Posts Tagged ‘Cross Site Scriping’

Validating Untrusted String Inputs

Tuesday, November 11th, 2008

Subscribe To Our Feed | Follow Us On Twitter | Get Updates on Email

Alright!! In my last post about untrusted inputs, we talked about validating the data of the “integer” input parameters, checking the out parameters et cetera.This time, we’ll talk about other types of inputs. If you have written a program to take in multiple lines of strings as an input from the user, you need to make sure that the input is not tainted. It is clean and as per your expectations. For example: If your program requires an answer for a question which can be subjective, then you need to provide a string buffer good enough to get a complete answer but not large enough to crash your system or make it run out of memory. Or you need to protect your system from getting any malicious scripts being inserted.Strings are a very risky area for inputs as there is pre-defined rule for this type of validation. So, following are the points to ponder to make your code safe and secure.

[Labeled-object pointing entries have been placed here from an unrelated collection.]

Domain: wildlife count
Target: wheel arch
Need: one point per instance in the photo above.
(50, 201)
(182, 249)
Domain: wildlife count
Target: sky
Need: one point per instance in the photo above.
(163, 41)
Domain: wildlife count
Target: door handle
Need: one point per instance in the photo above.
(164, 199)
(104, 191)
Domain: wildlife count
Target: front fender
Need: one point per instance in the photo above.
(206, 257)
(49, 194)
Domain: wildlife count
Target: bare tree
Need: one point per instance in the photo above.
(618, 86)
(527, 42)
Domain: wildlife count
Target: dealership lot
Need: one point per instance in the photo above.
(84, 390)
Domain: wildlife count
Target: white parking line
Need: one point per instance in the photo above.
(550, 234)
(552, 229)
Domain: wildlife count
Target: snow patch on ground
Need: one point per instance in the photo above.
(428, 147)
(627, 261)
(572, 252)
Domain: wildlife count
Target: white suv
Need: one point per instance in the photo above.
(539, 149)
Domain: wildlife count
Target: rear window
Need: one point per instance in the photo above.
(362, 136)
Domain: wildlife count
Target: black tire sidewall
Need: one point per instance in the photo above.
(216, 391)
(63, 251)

  1. Firstly, do use regular expressions to validate the string input. For example, ^[A-Za-z0-9]+$ specifies that the string must be at least one character long and that it can only include upper-case letters, lower-case letters, and the digits 0 through 9 (in any order). You can use regular expressions to limit which characters are allowed and to be more specific (for example, you can often limit even further what the first character can be).If you use regular expressions, be sure to indicate that you want to match the beginning (usually symbolized by ^) and end (usually symbolized by $) of the data in your match. If you forget to include ^ or $, an attacker could include legal text inside their attack to bypass your check.
  2. Now, if your program needs more variety of input and the above point doesn’t fulfil the requirements then you need to make a bit more complicated regular expressions. If the data is a filename (or will be used to create one), be very restrictive. Ideally, don’t let users choose filenames, and if that won’t work, limit the characters to small patterns such as ^[A-Za-z0-9][A-Za-z0-9._\-]*$. You should consider omitting from the legal patterns characters like “/”, control characters (especially newline), and a leading “.”Similarly, you need to take care for email strings, locale specific strings. UTF-8 encoding characters et cetera. In most of the programs, complex regular expressions are good enough to validate a string. But in certain cases, a malicious input containing some script code can spoil the fun.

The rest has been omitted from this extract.